Python Essentials

Scopes

Python has closures, similar to Javascript, since functions are first class objects. But unlike Javascript, there are some subtle gotchas in regards to working with function scopes.

nonlocal vs. global

The keyword nonlocal is used when a inner function wants to access a variable in the outer function. nonlocal is introduced in Python 3.

For Python 2.x, you can access the outer function variable by referring to the variable preceded with the dot operator and the outer function name. For example, if x is defined in fcn1 and you want to assign x = 1 in a nested inner function called fcn2, simply do fcn1.x = 1

The keyword global is used when a function or a class wants to access a variable in the global scope.

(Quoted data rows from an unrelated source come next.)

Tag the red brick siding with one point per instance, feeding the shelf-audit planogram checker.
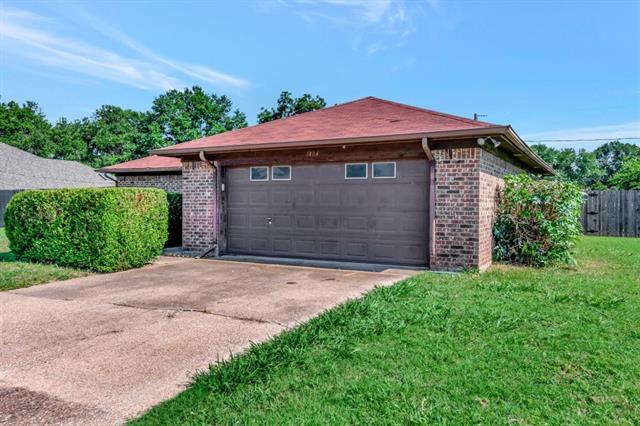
(199, 206)
(170, 183)
(456, 212)
(466, 184)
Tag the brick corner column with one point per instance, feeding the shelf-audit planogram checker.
(199, 205)
(457, 194)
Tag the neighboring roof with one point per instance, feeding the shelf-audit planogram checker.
(152, 163)
(364, 120)
(22, 170)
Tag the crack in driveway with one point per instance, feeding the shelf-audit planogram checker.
(202, 311)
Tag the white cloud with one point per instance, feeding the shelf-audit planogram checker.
(31, 36)
(376, 25)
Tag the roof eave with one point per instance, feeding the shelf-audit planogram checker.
(140, 170)
(180, 152)
(506, 131)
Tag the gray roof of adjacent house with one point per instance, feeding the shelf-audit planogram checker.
(22, 170)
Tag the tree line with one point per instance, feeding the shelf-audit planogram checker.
(113, 134)
(612, 165)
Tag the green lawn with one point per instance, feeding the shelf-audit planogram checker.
(513, 345)
(14, 274)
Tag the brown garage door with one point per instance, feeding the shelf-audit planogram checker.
(319, 214)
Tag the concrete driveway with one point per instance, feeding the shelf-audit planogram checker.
(104, 348)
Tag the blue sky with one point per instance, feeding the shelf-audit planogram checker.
(553, 70)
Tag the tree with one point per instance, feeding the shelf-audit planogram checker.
(580, 166)
(114, 135)
(288, 106)
(68, 141)
(611, 155)
(628, 176)
(25, 127)
(191, 114)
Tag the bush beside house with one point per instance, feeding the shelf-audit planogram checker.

Here is an example of the nonlocal keyword being used:

def find_max_min_path(M):  
    n = len(M)
    m = len(M[0])
    result = -float('inf')

    def _find_max_min(i, j, min_so_far):
        if i >= m or j >= n:
            return

        curr_min = min(M[j][i], min_so_far)
        nonlocal result

        if i == m-1 and j == n-1:
            result = max(result, curr_min)
            return

        _find_max_min(i+1, j, curr_min)
        _find_max_min(i, j+1, curr_min)

Threading, GIL, and Processes

In Python, there is a misconception that people regard it as a single-threaded language. That however, is wrong.

You can make multiple threads in Python.

However, there is a caveat. GIL (global interpreter lock) says that in a single Python process, you can only execute Python code in one thread.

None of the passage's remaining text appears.